Belarus is also urged to "cooperate fully with UN human rights mechanisms, including inviting the Special Rapporteur to visit Belarus, and takes concrete steps toward implementing the
recommendations of the Special Rapporteur and other UN mechanisms, including the Human Rights Committee."

"Positive signs from Belarus should be encouraged, including its willingness to follow-up reviews by Treaty Bodies with direct engagement with civil society on the implementation of Treaty Body recommendations. Belarus can also be encouraged to more systematically, effectively and meaningfully, engage with civil society, including in the development of a new national human rights action plan, which will likely be drafted after Belarus’ Universal Periodic Review, due to take place on 2 November 2020. However, the Human Rights Council should also be clear that dialogue alone is not sufficient, and that Belarus’ many systemic human rights challenges need to be addressed with unambiguous and systemic action," the joint letter said.

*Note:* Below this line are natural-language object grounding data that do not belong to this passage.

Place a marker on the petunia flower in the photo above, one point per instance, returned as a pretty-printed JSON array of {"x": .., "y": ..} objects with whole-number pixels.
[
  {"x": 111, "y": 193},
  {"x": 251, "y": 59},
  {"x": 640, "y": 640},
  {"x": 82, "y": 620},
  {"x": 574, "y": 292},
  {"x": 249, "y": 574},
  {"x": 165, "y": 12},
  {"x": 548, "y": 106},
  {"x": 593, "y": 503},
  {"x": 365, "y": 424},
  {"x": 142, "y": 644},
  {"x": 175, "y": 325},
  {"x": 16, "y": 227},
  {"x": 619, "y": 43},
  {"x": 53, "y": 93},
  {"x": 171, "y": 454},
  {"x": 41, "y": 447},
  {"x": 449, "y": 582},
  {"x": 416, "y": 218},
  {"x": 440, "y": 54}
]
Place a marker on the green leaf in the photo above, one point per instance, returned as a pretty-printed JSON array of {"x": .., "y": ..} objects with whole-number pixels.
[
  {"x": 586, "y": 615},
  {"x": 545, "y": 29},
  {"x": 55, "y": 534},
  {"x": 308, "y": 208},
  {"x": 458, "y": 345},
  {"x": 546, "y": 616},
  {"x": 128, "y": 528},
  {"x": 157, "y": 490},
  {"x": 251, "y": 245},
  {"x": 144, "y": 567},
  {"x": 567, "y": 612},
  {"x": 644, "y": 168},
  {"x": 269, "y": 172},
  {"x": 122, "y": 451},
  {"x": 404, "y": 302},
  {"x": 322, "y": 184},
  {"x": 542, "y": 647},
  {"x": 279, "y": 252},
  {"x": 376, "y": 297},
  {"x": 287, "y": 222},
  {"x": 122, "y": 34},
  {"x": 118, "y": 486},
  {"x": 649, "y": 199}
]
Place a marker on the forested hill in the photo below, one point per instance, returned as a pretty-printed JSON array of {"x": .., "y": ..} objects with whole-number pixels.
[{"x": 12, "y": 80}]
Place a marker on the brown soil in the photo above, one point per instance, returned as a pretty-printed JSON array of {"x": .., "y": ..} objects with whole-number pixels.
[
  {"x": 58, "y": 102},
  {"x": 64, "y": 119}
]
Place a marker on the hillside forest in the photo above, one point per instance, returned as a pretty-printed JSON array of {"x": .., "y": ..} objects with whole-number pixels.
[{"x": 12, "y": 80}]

The letter reminds that Belarus still refuses to cooperate with the mandate.

"The legislative and policy environment and practices that gave rise to widespread human rights violations in Belarus, and originally led to the Human Rights Council creating the mandate, for the most part remain in place. When widespread violations occur with impunity in Belarus, there is no recourse to justice at a regional level as Belarus is not a member of the Council of Europe," it said.

Yet, the Special Rapporteur is an important mechanism for Belarusian civil society amongst others, not only as a means for reporting human rights violations but also for the preventive role that the mechanism plays, with Belarus knowing that its actions are being monitored and reported on at an international level. Such attention is being called for by Belarusian civil society at the moment. The upcoming Presidential election in Belarus, combined with the challenges facing the country as a result of the COVID-19 pandemic, is already providing a pretext for a spike in human rights violations against members of civil society. As many will remember, it was the spike in violations that took place directly following the 2010 Presidential election that led to the creation of the current mandate.